Neither, says Michael Harrison, editor of Talkers magazine. What we're hearing is simply business as usual, and the so-called punishments are part of the act. "This is formulaic," says the editor of the Springfield-based trade magazine. Sean Ross, editor of the trade magazine Airplay Monitor, adds, "You can't really tell which suspensions are real anyway in radio."
Harrison explains the purported controversies as a kind of cat-and-mouse game between the on-air talent and station management, designed to entice the public.
"Talent is encouraged to be as outrageous as possible," Harrison says. "The whole purpose of talk radio is to create attention, to stimulate, to entertain.

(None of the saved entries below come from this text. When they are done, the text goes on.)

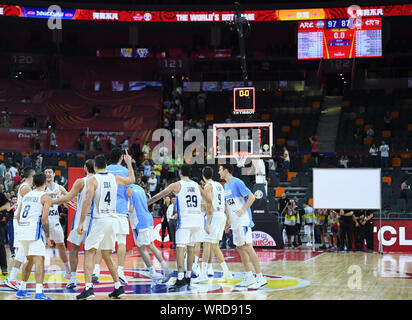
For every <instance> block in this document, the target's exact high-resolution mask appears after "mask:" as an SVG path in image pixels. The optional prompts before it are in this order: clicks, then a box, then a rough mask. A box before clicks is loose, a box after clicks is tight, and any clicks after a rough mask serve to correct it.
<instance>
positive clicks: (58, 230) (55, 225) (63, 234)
mask: <svg viewBox="0 0 412 320" xmlns="http://www.w3.org/2000/svg"><path fill="white" fill-rule="evenodd" d="M49 225H50V240H53V241H54V242H55V243H64V232H63V228H62V226H61V224H60V222H49Z"/></svg>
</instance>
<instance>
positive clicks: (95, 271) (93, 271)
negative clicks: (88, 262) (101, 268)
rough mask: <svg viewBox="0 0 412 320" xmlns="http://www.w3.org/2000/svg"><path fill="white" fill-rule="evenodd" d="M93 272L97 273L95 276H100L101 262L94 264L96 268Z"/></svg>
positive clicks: (94, 266) (94, 269)
mask: <svg viewBox="0 0 412 320" xmlns="http://www.w3.org/2000/svg"><path fill="white" fill-rule="evenodd" d="M93 274H94V275H95V276H98V277H99V276H100V264H95V265H94V270H93Z"/></svg>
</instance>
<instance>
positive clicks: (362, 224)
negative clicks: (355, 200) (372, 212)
mask: <svg viewBox="0 0 412 320" xmlns="http://www.w3.org/2000/svg"><path fill="white" fill-rule="evenodd" d="M364 219H365V215H364V213H363V211H362V210H355V212H354V214H353V236H354V238H355V251H363V241H364V229H365V227H364V224H362V223H361V222H363V220H364Z"/></svg>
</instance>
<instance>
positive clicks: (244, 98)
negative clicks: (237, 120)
mask: <svg viewBox="0 0 412 320" xmlns="http://www.w3.org/2000/svg"><path fill="white" fill-rule="evenodd" d="M254 112H255V88H254V87H239V88H233V114H251V113H254Z"/></svg>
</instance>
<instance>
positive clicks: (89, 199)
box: [76, 151, 135, 300]
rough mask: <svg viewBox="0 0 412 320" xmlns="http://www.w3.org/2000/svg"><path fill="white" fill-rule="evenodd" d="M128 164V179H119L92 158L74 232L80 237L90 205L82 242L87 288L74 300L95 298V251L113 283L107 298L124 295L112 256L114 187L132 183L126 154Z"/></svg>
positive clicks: (113, 233)
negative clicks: (92, 161)
mask: <svg viewBox="0 0 412 320" xmlns="http://www.w3.org/2000/svg"><path fill="white" fill-rule="evenodd" d="M124 160H125V162H126V164H127V169H128V176H127V177H120V176H118V175H114V174H111V173H108V172H107V171H106V158H105V157H104V156H103V155H98V156H96V157H95V158H94V171H95V175H94V176H92V177H89V178H88V180H87V186H86V199H85V200H84V201H83V205H82V208H81V217H80V221H79V226H78V228H77V232H78V234H79V235H82V234H83V232H84V229H83V226H84V222H85V219H86V215H87V213H89V212H90V209H91V206H92V203H93V210H92V212H91V219H90V224H89V227H88V230H87V233H86V235H87V238H86V240H85V242H84V249H85V251H86V252H85V258H84V275H85V283H86V286H85V288H84V290H83V291H82V292H81V293H80V294H79V295H78V296H76V298H77V299H78V300H83V299H88V298H92V297H94V292H93V284H92V271H93V259H94V256H95V253H96V250H97V249H100V250H101V253H102V257H103V260H104V262H105V263H106V266H107V267H108V268H109V271H110V274H111V275H112V278H113V281H114V290H113V292H112V293H110V294H109V298H112V299H119V298H120V297H122V296H123V295H125V292H124V289H123V287H122V286H121V284H120V282H119V276H118V274H117V269H116V265H115V263H114V261H113V258H112V256H111V253H112V251H113V250H114V249H115V245H116V234H117V233H118V227H119V225H118V216H117V214H116V205H117V203H116V200H117V197H116V195H117V185H118V184H120V185H123V186H127V185H129V184H132V183H133V182H134V181H135V176H134V172H133V167H132V158H131V157H130V156H129V155H128V153H127V151H126V154H125V156H124Z"/></svg>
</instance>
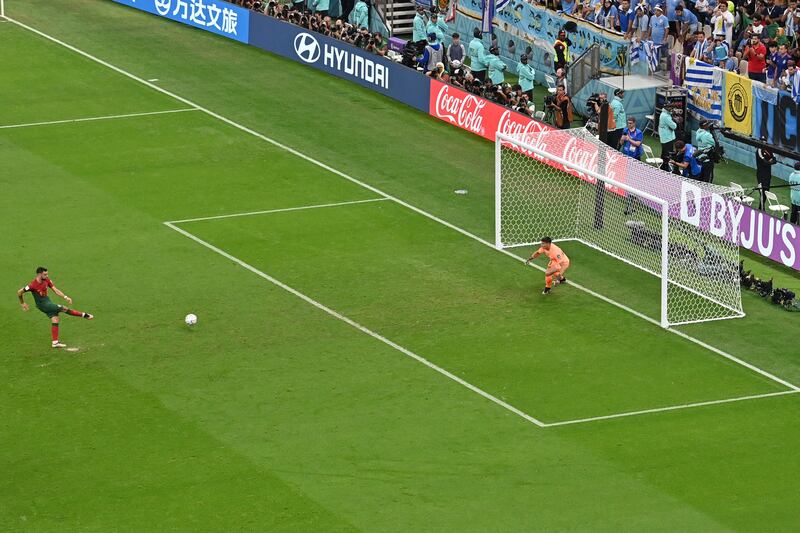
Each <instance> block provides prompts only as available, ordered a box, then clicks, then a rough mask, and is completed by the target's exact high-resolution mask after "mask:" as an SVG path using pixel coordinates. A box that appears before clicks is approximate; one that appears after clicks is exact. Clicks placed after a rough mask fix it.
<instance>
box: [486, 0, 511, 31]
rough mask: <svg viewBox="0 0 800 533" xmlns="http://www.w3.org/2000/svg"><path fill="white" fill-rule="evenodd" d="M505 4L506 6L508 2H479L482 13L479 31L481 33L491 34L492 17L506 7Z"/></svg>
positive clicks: (502, 0) (505, 0)
mask: <svg viewBox="0 0 800 533" xmlns="http://www.w3.org/2000/svg"><path fill="white" fill-rule="evenodd" d="M506 4H508V0H481V10H482V11H483V18H482V20H481V31H482V32H483V33H492V21H493V20H494V15H495V13H497V12H498V11H501V10H502V9H503V8H504V7H506Z"/></svg>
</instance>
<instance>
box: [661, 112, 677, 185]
mask: <svg viewBox="0 0 800 533" xmlns="http://www.w3.org/2000/svg"><path fill="white" fill-rule="evenodd" d="M677 128H678V124H677V123H676V122H675V119H673V118H672V113H670V112H669V108H668V107H667V106H664V107H663V108H662V109H661V114H660V115H659V116H658V138H659V140H660V141H661V170H666V171H669V158H670V155H671V154H672V150H673V149H674V147H675V146H674V145H675V130H676V129H677Z"/></svg>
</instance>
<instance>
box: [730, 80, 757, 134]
mask: <svg viewBox="0 0 800 533" xmlns="http://www.w3.org/2000/svg"><path fill="white" fill-rule="evenodd" d="M724 117H725V120H724V122H725V125H726V126H727V127H729V128H731V129H732V130H733V131H735V132H737V133H741V134H744V135H750V133H751V132H752V131H753V84H752V82H751V81H750V79H749V78H745V77H744V76H739V75H738V74H734V73H733V72H726V73H725V114H724Z"/></svg>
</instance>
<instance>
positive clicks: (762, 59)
mask: <svg viewBox="0 0 800 533" xmlns="http://www.w3.org/2000/svg"><path fill="white" fill-rule="evenodd" d="M748 51H749V52H750V53H749V54H748ZM759 54H760V55H762V56H763V57H761V58H760V59H759V58H757V57H756V56H757V55H759ZM766 57H767V47H766V46H764V45H763V44H761V43H758V44H757V45H756V46H752V45H751V46H748V47H747V49H745V59H747V72H748V73H753V74H758V73H762V72H764V69H765V68H767V60H766Z"/></svg>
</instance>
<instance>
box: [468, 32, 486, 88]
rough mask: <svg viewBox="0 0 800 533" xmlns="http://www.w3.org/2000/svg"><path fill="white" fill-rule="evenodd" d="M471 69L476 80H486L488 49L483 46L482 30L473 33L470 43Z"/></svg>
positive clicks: (469, 63)
mask: <svg viewBox="0 0 800 533" xmlns="http://www.w3.org/2000/svg"><path fill="white" fill-rule="evenodd" d="M469 68H470V70H471V71H472V75H473V76H475V79H476V80H479V81H483V80H485V79H486V48H485V47H484V46H483V34H482V33H481V30H480V28H475V29H474V30H473V31H472V40H471V41H470V42H469Z"/></svg>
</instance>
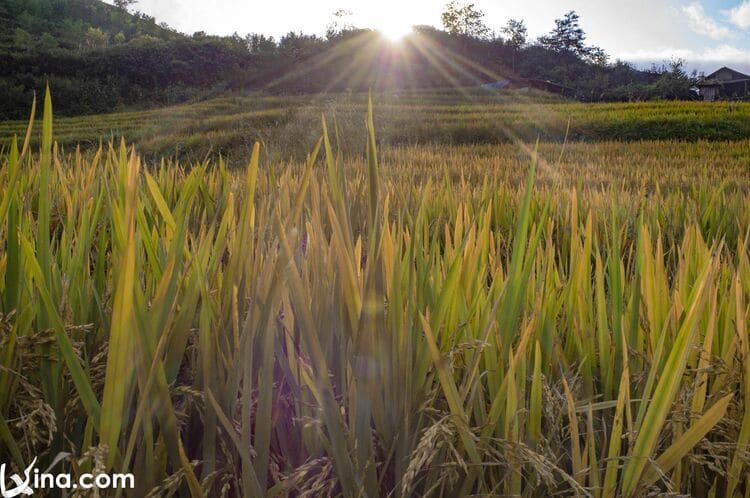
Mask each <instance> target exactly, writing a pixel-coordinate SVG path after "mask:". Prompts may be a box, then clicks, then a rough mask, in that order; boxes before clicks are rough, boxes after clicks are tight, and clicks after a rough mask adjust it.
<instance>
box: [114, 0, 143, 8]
mask: <svg viewBox="0 0 750 498" xmlns="http://www.w3.org/2000/svg"><path fill="white" fill-rule="evenodd" d="M137 3H138V0H114V4H115V7H117V8H118V9H122V10H125V11H127V10H128V8H129V7H130V6H131V5H135V4H137Z"/></svg>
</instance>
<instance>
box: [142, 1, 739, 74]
mask: <svg viewBox="0 0 750 498" xmlns="http://www.w3.org/2000/svg"><path fill="white" fill-rule="evenodd" d="M445 3H446V0H379V1H373V0H272V1H252V0H213V1H206V0H140V1H139V2H138V4H136V5H135V7H134V9H136V10H140V11H142V12H145V13H147V14H149V15H151V16H154V17H156V19H157V21H159V22H162V21H165V22H167V23H168V24H169V25H170V26H172V27H174V28H176V29H177V30H179V31H181V32H184V33H193V32H195V31H205V32H207V33H210V34H217V35H229V34H232V33H234V32H237V33H239V34H241V35H245V34H247V33H263V34H267V35H273V36H275V37H277V38H278V37H279V36H280V35H282V34H284V33H286V32H289V31H296V32H299V31H302V32H305V33H314V34H323V33H325V30H326V27H327V26H328V25H329V24H330V23H331V22H332V21H333V19H334V15H333V13H334V12H336V11H338V10H342V9H343V10H346V11H349V12H351V16H350V18H349V19H350V22H351V23H352V24H353V25H355V26H357V27H361V28H376V29H381V30H385V31H391V32H400V31H403V30H404V29H406V28H407V27H408V26H411V25H416V24H428V25H432V26H436V27H439V26H440V13H441V12H442V10H443V7H444V5H445ZM459 3H474V4H475V6H476V7H477V8H478V9H480V10H481V11H483V12H484V14H485V23H486V24H487V25H488V26H489V27H490V29H495V30H497V31H498V32H499V31H500V29H501V28H502V26H503V25H504V24H505V23H506V22H507V20H508V19H509V18H515V19H523V20H524V21H525V22H526V25H527V26H528V28H529V35H530V37H531V38H536V37H537V36H539V35H542V34H544V33H546V32H548V31H549V30H550V29H551V28H552V26H553V25H554V19H555V18H559V17H562V16H563V14H565V12H567V11H568V10H575V11H577V12H578V14H579V15H580V17H581V26H582V27H583V29H584V30H585V31H586V33H587V41H588V43H589V44H593V45H598V46H600V47H602V48H604V49H605V50H606V51H607V53H609V54H610V55H611V56H612V57H613V58H615V59H617V58H619V59H622V60H626V61H630V62H633V63H635V64H636V65H639V66H648V65H650V64H651V63H660V62H663V61H668V60H670V59H672V58H682V59H685V60H686V61H687V63H688V67H689V68H691V69H696V70H699V71H705V72H707V73H708V72H711V71H713V70H714V69H718V68H719V67H720V66H723V65H728V66H731V67H733V68H735V69H737V70H740V71H745V72H750V0H621V1H617V2H615V1H608V0H533V1H532V0H526V1H518V0H465V2H461V1H459Z"/></svg>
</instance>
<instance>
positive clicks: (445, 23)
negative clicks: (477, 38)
mask: <svg viewBox="0 0 750 498" xmlns="http://www.w3.org/2000/svg"><path fill="white" fill-rule="evenodd" d="M442 19H443V27H444V28H445V30H446V31H447V32H448V33H450V34H452V35H464V36H469V37H471V38H485V37H486V36H487V34H488V33H489V31H490V30H489V28H488V27H487V26H486V25H485V24H484V13H483V12H482V11H481V10H478V9H477V8H476V7H475V6H474V4H473V3H470V4H468V5H463V6H462V5H458V4H457V3H456V2H455V1H451V2H449V3H448V4H447V5H446V6H445V11H443V14H442Z"/></svg>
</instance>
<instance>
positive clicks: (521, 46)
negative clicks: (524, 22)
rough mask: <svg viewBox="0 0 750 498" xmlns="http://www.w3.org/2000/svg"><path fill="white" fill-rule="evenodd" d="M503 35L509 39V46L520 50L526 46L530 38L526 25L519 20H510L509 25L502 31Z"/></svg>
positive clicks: (507, 25)
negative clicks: (524, 45)
mask: <svg viewBox="0 0 750 498" xmlns="http://www.w3.org/2000/svg"><path fill="white" fill-rule="evenodd" d="M502 32H503V34H505V35H506V36H507V37H508V44H509V45H510V46H511V47H513V48H515V49H519V48H521V47H523V46H524V45H526V38H527V36H528V33H529V32H528V30H527V29H526V23H524V22H523V21H519V20H517V19H508V24H506V25H505V27H504V28H503V29H502Z"/></svg>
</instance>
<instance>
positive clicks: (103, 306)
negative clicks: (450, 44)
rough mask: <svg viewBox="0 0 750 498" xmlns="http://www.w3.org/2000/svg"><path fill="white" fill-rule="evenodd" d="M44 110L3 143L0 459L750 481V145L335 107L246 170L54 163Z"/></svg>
mask: <svg viewBox="0 0 750 498" xmlns="http://www.w3.org/2000/svg"><path fill="white" fill-rule="evenodd" d="M43 114H44V118H43V120H42V140H41V145H40V147H39V152H35V148H32V147H31V146H30V145H29V143H30V138H29V139H27V140H22V143H20V144H18V143H17V142H16V141H15V140H14V141H12V143H11V145H10V146H9V148H8V149H7V152H6V153H4V155H3V156H2V159H0V164H2V169H1V170H0V226H2V228H1V229H0V241H2V243H3V247H4V253H3V255H2V256H1V257H0V282H1V283H0V298H1V299H0V302H1V303H2V318H1V319H0V344H2V348H0V440H2V444H1V445H0V461H8V462H12V463H13V467H14V468H17V469H21V468H24V464H26V463H28V462H29V461H30V460H31V459H32V458H33V457H34V456H37V455H38V456H40V458H41V462H42V467H44V466H45V465H44V464H46V463H49V462H51V461H52V460H53V459H54V458H55V456H57V455H58V454H60V453H62V452H65V453H69V454H70V456H69V457H67V458H66V460H65V462H66V463H65V465H66V467H67V468H68V469H70V471H71V472H73V473H74V474H78V473H81V472H87V471H90V470H92V469H94V470H96V471H103V470H112V469H115V470H117V471H122V470H131V471H133V472H134V473H135V474H136V483H137V489H136V490H134V491H133V492H132V495H133V496H144V495H147V494H149V493H150V494H151V495H152V496H163V495H170V494H175V493H177V494H180V495H193V496H215V495H219V494H224V495H227V496H239V495H244V496H329V495H330V496H347V497H350V496H351V497H354V496H363V495H367V496H442V495H456V496H466V495H521V494H523V495H526V496H550V495H552V494H563V495H590V496H596V497H600V496H603V497H606V496H638V495H643V494H647V493H658V492H678V493H684V494H692V495H697V496H743V495H746V494H747V493H748V490H750V481H748V477H747V475H748V465H749V464H750V458H748V451H747V445H748V444H749V443H750V409H749V408H748V407H749V406H750V405H748V403H747V401H748V396H750V370H749V369H750V347H748V332H750V331H749V330H748V325H747V324H748V315H750V304H749V303H750V257H749V254H750V253H749V251H748V248H749V245H750V178H749V177H748V168H747V164H748V163H747V144H746V143H745V142H740V143H737V144H732V145H729V144H720V143H719V144H717V143H701V144H690V143H678V142H668V143H665V144H657V143H653V142H639V143H633V144H621V143H617V144H616V143H602V144H581V143H572V144H568V145H567V146H566V148H565V151H564V152H563V154H562V155H561V150H560V149H561V146H560V145H559V144H558V145H554V144H542V145H539V146H538V147H536V148H534V147H531V148H525V149H519V148H518V147H517V146H511V145H500V146H497V147H493V146H489V145H486V146H481V147H453V148H449V147H441V146H437V145H435V146H426V147H400V148H395V149H383V150H378V149H377V147H378V143H377V142H376V140H375V136H376V134H375V129H376V123H377V122H378V118H377V115H376V116H375V118H374V119H373V116H372V113H369V119H368V120H360V122H361V123H366V130H365V129H363V126H362V125H359V129H360V130H361V133H362V135H363V137H364V139H363V144H365V147H363V148H364V149H365V150H366V152H367V154H366V156H365V157H364V158H352V159H346V156H345V154H344V153H343V152H342V151H340V150H339V148H338V142H337V140H336V138H335V137H336V136H340V135H341V133H337V131H338V130H337V128H336V127H334V126H333V125H332V123H330V122H329V123H328V127H327V129H328V131H329V132H330V133H327V132H326V133H324V134H323V136H322V138H321V137H320V136H319V135H318V137H319V138H318V141H316V142H314V143H313V145H312V146H311V147H310V150H311V151H313V152H311V154H310V155H309V156H308V157H307V159H306V160H304V161H290V162H281V163H278V162H269V161H261V156H262V152H261V150H262V148H261V147H260V146H254V147H253V148H252V150H251V154H250V155H249V158H250V159H249V161H248V163H247V164H246V166H245V167H244V168H243V169H242V170H239V171H231V170H229V169H228V168H227V167H226V165H225V163H224V162H222V161H207V162H205V163H202V164H196V165H195V166H194V167H192V168H184V167H182V166H180V165H178V164H172V163H166V162H162V163H148V164H145V163H143V162H142V161H141V159H140V158H139V156H138V155H137V154H136V152H135V150H134V149H132V148H127V147H126V146H125V145H124V143H122V144H121V145H119V146H118V145H109V146H104V147H102V148H101V149H98V150H95V151H92V152H91V153H88V154H79V153H72V154H63V153H62V152H61V151H60V149H59V148H58V147H57V146H55V145H54V144H53V137H54V136H55V133H56V131H55V130H53V128H52V113H51V106H50V105H49V100H47V101H46V102H45V106H44V112H43ZM365 116H368V113H367V109H364V112H363V114H362V116H360V117H365ZM338 124H339V127H340V126H341V122H338ZM315 129H316V130H320V129H321V128H320V126H319V125H317V126H316V128H315ZM323 129H324V130H326V127H325V126H324V128H323ZM310 133H312V131H311V132H310ZM348 133H353V132H351V131H348ZM29 136H30V135H29Z"/></svg>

It's not meant to be educational or academic."
The problem, he says, is that these hosts are walking a very fine line between commercial controversy and unacceptable speech. It's a line that shifts with the social and political winds, as various topics become fair game and others -- such as hate talk about specific groups -- become too hot. "There's no real way of knowing for sure how far you can go," Harrison says. "We're always sensitive about something."
When talk jocks do overstep, he says, what happens to them depends in part on their popularity.
"If the host is completely expendable and the heat outweights the value [of the controversy], they fire the host," Harrison explains. "If the host is kind of valuable but there's a lot of heat, they suspend the host. And if the host is really valuable, they pay the fine, and they don't respond."
So both Osterlind and Savage are valued employees who were conducting business as usual, but went a bit overboard? That's not the way WRKO management would like listeners to read their actions. Following the suspension, the station issued a brief press release about Osterlind's "inappropriate statements" that read in part: "WRKO and Entercom Communications do not tolerate this behavior and will take the necessary steps to ensure this situation does not happen again."
When contacted to speak on the larger issues, including whether radio standards have changed, station management refused to comment further.
Harrison isn't surprised. "We're in a period of saber rattling," he says. "Right now, stations are a little bit guarded about indecency and things of that nature. But nothing has really changed. This has been going on forever."
Spinning the dial Barry Scott hosts the 19th annual "Lost 45s" Labor Day countdown of the WODS-FM (103.3) oldies show's 100 most-requested songs, Aug. 31 starting at 7 p.m. . . . Today from noon to 2 p.m., Jeff Tamarkin, author of "Got a Revolution: The Turbulent Flight of Jefferson Airplane," will discuss his book with host Eli Polonsky on "Lost and Found" on WMBR-FM (88.1).